Solo che noi abbiamo fatto di peggio, perché la nostra gloriosa Costituzione, per quel suo eccesso di parlamentarismo, dovuto al non prevedibile risultato delle future elezioni politiche, non ha previsto nulla di simile, che avrebbe implicato una concentrazione di potere nell’Esecutivo. Come si sa il vuoto viene inevitabilmente riempito, sicché si è fatto ricorso all’unico strumento disponibile, cioè il decreto legge, snaturandolo rispetto alla sua naturale funzione, di strumento rispondente ad un singolo e specifico stato di urgenza, da rimettere subito alle Camere e convertire in tempo breve. Di qui una sequenza di decreti legge, con il primo contenente addirittura una delega, sì da legittimare, si fa per dire, il presidente del Consiglio in persona, neppure il Consiglio dei ministri, a emanare decreti gravemente limitativi delle garanzie costituzionali. Qualche costituzionalista fuori dal giro ha fatto notare (come anche noi qui su Atlantico) come si sia ormai del tutto fuori dal testo costituzionale, mentre il gregge continua a divertirsi coll’ossessivo richiamo ai “pieni poteri” solo evocati da Salvini, peraltro col chiaro riferimento alla conquista di una maggioranza parlamentare omogenea; ma, invece, apertamente praticati da Conte. Il bello o il brutto è che così un premier convocato d’urgenza in un albergo da Salvini e di Maio, per passare dal suo studio di avvocato a Palazzo Chigi, dove ha resistito al cambio di maggioranza, sì da inanellare dopo un Conte 1 giallo-verde un Conte 2, giallo-rosso, a capo di un governo debole per composizione e per rispondenza nell’elettorato, è divenuto l’”uomo forte”, capace di accumulare consenso proprio in virtù del ricorso ad un potere anti-costituzionale.

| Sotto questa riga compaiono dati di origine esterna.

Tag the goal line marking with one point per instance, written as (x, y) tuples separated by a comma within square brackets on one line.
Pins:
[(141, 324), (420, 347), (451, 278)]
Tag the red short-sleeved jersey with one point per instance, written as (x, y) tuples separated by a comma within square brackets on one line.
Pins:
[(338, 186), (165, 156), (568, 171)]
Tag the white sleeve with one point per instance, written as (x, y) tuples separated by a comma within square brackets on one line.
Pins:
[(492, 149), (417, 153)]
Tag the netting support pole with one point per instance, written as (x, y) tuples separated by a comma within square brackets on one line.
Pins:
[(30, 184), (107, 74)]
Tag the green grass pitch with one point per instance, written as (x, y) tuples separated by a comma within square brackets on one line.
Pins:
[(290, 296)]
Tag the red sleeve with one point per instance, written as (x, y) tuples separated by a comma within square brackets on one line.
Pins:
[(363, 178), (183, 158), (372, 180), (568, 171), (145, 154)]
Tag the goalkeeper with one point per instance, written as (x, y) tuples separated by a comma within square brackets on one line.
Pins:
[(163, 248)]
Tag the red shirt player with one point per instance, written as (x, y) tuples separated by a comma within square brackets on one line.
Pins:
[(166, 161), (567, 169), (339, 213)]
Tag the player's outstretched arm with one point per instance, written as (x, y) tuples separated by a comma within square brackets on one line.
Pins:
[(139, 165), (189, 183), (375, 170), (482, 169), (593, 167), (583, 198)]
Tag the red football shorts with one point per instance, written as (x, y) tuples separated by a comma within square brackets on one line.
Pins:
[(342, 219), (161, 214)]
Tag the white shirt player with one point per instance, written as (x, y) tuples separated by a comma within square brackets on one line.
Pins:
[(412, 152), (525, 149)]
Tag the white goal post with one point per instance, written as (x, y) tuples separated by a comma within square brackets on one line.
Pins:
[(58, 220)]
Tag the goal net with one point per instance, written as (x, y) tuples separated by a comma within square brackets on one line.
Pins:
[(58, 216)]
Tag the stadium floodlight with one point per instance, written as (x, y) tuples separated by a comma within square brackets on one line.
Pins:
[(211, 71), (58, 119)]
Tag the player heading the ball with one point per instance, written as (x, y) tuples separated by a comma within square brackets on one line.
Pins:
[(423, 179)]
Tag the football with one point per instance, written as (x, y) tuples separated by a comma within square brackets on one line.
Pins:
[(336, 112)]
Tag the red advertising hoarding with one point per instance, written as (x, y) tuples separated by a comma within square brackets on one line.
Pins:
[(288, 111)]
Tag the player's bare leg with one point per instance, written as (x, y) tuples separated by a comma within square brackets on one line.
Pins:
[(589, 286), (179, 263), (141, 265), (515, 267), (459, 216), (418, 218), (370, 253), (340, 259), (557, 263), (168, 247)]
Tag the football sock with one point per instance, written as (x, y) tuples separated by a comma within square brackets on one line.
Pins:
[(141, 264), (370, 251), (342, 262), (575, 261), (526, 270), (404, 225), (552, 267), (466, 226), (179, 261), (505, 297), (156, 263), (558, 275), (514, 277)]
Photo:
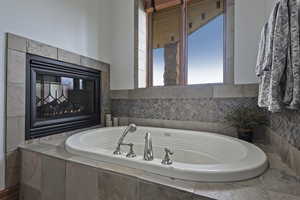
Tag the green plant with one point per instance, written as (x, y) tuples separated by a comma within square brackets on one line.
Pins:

Che cosa si sarebbe dovuto fare, secondo lo spirito di una Costituzione del tutto silente al riguardo? Se si fosse recuperato lo slogan d’altro tempo, la “Cina è vicina”, aggiornando quella che allora suonava come vicinanza ideologica, in vicinanza geografica, allora si sarebbe dovuto giocare d’anticipo, anzitutto con un coinvolgimento reale dell’opposizione, cioè apprestando una sede di decisione comune di matrice parlamentare. Certo, con un presidente della Repubblica meno attardato da un codice di comportamento ritualistico, si sarebbe potuto pensare ad un governo di unità nazionale, con pochi ministri, quelli solo politicamente e operativamente essenziali; ma a prescinderne con la scusa del tempo necessario a metterlo in piedi, certo la contropartita di una condivisione di responsabilità da parte dell’opposizione non poteva ieri e non potrebbe oggi essere richiesta in base ad una sorta di obbligazione morale, bensì con la previsione di andare ad elezioni politiche, dopo la chiusura della fase emergenziale, per dare al Paese una guida confortata da una maggioranza di consensi. Non credo che così come ora si potrà gestire anche la fase della ricostruzione, allorché la paralisi cui è attualmente è condannata l’Italia lascerà spazio ad una realtà di desertificazione produttiva ed occupazionale, bisognosa assai più che di assistenza di promozione. Ci sarà allora un orecchio aperto, lassù, nel Palazzo del Quirinale?